PostgreSQL hot standby promotion, multiple hot standbys

failoverpostgresqlreplication

I'm trying to work out failover and disaster recovery procedures for a
cluster of three servers. Streaming replication is being used with a high
wal_keep_segments, no log shipping is happening. I need to avoid the
several hours it takes to rebuild a hot standby from scratch.

ServerA is the master.
ServerB is a streaming hot standby and prefered failover server.
ServerC is a streaming hot standby.

For a planned failover, maintenance on ServerA:

  1. Shutdown ServerB & ServerC
  2. Shutdown ServerA
  3. Copy pg_xlog from ServerA to ServerB and ServerC
  4. Reconfigure ServerB as master, start it up.
  5. Reconfigure ServerC as streaming hot standby of ServerB. Start it.
  6. After maintenance, reconfigure ServerA as streaming hot standby of
    ServerB. Start it.

For an unplanned failover, ServerA has exploded:

  1. Run 'SELECT pg_last_xlog_receive_location()' on ServerB and ServerC, determining which is most up to date.
  2. Shutdown ServerB and ServerC
  3. If ServerC is more up to date, copy pg_xlog from ServerC to ServerB.
  4. Reconfigure ServerB as master, start it up.
  5. Reconfigure ServerC as streaming hot standby of ServerB, start it up.

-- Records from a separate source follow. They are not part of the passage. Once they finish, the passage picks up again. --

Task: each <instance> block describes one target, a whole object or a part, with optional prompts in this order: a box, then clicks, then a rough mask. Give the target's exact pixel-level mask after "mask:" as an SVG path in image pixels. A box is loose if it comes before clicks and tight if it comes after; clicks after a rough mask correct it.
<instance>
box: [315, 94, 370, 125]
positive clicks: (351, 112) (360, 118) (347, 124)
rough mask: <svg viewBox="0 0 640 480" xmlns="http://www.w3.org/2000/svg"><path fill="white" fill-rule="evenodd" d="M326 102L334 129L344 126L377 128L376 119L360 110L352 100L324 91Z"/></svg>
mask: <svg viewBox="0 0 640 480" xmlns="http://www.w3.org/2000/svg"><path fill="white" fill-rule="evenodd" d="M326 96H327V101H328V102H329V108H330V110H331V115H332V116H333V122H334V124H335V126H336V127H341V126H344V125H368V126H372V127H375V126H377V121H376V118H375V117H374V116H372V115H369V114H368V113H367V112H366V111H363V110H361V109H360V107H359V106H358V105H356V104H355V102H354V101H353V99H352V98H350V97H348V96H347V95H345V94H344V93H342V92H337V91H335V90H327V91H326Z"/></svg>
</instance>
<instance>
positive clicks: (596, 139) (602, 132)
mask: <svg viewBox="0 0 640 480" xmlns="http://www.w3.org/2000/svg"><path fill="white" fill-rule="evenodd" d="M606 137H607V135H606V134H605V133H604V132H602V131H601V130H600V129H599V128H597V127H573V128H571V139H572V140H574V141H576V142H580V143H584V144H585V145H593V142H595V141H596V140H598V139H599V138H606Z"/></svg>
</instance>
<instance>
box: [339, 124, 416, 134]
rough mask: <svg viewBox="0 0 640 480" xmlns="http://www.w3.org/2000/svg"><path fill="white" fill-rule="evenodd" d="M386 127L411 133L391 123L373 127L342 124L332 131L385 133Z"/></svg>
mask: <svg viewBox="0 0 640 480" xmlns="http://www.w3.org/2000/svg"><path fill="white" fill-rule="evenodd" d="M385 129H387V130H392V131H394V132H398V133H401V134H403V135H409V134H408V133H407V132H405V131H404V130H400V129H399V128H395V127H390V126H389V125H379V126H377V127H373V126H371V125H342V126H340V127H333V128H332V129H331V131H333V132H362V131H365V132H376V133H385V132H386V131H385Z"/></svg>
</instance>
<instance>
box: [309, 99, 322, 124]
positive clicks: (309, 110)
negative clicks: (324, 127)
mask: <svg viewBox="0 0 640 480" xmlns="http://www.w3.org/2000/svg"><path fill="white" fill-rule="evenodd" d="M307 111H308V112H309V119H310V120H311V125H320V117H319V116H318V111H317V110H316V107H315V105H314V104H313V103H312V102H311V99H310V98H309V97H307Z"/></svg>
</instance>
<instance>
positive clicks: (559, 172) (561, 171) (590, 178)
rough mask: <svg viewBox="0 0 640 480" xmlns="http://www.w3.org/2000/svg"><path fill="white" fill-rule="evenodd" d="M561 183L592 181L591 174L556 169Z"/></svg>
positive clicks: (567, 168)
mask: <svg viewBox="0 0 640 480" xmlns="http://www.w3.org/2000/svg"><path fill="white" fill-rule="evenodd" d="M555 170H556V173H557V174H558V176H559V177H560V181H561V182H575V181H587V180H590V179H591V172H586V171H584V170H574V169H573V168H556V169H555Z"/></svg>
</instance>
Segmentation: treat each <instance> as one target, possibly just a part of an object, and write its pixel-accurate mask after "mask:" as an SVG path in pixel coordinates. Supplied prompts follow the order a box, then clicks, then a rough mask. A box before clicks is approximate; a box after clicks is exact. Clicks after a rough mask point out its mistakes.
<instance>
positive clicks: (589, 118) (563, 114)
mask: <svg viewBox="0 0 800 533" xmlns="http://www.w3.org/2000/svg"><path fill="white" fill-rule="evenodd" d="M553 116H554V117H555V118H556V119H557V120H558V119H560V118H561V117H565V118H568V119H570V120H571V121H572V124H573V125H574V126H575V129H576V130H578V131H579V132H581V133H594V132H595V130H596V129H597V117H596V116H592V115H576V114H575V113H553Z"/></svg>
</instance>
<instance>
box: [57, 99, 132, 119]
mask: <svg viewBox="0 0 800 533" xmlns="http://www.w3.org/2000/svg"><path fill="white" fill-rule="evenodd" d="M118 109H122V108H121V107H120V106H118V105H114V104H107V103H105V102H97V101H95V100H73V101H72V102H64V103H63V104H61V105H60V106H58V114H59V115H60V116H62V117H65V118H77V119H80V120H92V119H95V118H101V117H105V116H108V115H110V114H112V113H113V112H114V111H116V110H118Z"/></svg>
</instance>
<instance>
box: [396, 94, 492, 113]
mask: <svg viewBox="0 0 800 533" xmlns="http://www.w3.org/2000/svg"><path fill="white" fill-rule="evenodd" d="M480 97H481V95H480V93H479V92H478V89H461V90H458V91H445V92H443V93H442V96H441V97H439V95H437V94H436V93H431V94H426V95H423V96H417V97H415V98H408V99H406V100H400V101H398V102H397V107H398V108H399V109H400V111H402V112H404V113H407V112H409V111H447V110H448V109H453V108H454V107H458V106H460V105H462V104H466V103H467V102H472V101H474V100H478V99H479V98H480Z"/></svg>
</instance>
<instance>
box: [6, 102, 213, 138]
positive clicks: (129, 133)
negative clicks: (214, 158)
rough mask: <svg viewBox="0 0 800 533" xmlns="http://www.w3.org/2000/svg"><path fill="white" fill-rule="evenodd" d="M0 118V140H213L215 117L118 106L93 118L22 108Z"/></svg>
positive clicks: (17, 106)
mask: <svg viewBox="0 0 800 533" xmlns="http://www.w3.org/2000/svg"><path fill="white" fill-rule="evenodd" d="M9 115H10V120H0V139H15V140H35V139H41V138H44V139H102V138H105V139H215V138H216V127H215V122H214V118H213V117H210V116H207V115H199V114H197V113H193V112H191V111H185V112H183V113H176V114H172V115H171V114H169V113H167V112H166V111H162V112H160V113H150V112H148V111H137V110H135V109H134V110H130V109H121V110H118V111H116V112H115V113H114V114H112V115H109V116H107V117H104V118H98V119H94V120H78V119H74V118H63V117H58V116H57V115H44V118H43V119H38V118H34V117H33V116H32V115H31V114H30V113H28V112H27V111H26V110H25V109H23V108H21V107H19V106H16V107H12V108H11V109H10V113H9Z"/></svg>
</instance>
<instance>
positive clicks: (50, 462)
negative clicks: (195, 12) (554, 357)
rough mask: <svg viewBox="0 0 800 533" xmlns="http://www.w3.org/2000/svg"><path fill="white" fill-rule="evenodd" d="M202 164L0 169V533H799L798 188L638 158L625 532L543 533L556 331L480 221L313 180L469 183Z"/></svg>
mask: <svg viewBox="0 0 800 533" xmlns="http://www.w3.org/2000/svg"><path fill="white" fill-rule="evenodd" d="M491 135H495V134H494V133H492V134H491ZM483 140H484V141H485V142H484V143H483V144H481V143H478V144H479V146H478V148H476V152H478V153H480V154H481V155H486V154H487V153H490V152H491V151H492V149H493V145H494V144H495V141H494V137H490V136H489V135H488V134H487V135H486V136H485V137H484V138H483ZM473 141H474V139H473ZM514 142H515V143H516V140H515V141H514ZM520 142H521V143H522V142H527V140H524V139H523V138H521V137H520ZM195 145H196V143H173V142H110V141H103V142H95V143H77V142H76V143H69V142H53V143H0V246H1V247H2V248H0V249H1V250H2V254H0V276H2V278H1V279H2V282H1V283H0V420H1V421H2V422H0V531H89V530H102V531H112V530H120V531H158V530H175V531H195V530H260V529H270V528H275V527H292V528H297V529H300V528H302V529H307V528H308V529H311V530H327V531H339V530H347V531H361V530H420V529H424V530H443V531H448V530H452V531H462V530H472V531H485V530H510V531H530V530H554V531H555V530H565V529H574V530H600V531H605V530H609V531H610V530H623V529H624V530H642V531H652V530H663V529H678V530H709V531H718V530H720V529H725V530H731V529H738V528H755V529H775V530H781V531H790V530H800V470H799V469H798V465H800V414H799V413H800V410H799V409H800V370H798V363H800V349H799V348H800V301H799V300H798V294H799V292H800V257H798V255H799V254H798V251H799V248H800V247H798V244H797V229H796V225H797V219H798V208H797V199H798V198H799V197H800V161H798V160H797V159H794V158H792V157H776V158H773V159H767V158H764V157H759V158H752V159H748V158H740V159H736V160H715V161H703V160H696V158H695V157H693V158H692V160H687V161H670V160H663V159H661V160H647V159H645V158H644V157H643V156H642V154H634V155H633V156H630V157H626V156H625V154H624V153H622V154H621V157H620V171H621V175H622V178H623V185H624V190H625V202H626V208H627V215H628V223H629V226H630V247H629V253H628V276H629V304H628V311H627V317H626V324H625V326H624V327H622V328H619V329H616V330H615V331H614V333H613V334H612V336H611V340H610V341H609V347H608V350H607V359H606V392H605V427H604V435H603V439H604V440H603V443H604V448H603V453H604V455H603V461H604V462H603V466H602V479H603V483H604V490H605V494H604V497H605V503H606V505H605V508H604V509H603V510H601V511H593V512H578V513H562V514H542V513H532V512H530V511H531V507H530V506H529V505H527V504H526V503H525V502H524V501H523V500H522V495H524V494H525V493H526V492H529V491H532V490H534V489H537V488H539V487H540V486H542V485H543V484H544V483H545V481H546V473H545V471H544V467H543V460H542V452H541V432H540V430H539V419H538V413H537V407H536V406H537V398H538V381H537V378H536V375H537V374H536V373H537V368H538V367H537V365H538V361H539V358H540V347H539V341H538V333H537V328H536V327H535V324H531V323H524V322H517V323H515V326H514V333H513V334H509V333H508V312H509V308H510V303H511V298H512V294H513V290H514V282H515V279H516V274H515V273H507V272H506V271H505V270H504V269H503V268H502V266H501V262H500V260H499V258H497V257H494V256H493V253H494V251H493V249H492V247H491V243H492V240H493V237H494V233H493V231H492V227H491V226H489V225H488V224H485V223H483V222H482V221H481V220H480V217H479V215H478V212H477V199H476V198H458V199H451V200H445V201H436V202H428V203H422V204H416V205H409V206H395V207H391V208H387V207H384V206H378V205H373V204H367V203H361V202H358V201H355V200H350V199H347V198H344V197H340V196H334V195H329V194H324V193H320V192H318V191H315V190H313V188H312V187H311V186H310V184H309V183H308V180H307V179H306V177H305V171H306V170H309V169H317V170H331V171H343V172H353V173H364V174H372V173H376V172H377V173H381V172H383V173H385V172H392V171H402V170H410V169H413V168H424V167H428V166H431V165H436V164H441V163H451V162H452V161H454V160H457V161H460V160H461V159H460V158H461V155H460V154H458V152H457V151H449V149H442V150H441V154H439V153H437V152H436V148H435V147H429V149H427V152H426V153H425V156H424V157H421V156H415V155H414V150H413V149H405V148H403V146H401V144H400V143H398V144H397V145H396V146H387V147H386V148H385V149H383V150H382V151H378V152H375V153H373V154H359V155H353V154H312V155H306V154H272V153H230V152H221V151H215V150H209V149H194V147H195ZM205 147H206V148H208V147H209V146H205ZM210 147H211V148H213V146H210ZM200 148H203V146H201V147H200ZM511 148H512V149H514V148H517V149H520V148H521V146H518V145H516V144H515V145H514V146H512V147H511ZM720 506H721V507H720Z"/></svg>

Does this look correct to people?

Am I going to end up in trouble copying files into pg_xlog like this on a
busy system? With further reading, I suspect I need a recovery.conf on the new master with a restore_command pointing to an archive of the old master's WAL files (if available).

Is it overengineered? eg. will a master ensure everything is streamed to
connected hot standbys before a graceful shutdown?

Best Answer

I don't think copying pg_xlog after you've lost the master is going to allow you to make ServerB or ServerC the new master. If you might need to remaster, you really need to add log-shipping archives as well (this is a current limitation in Postgres, at least through 9.2).

Also, if the master has been shut down cleanly, you don't need to copy anything.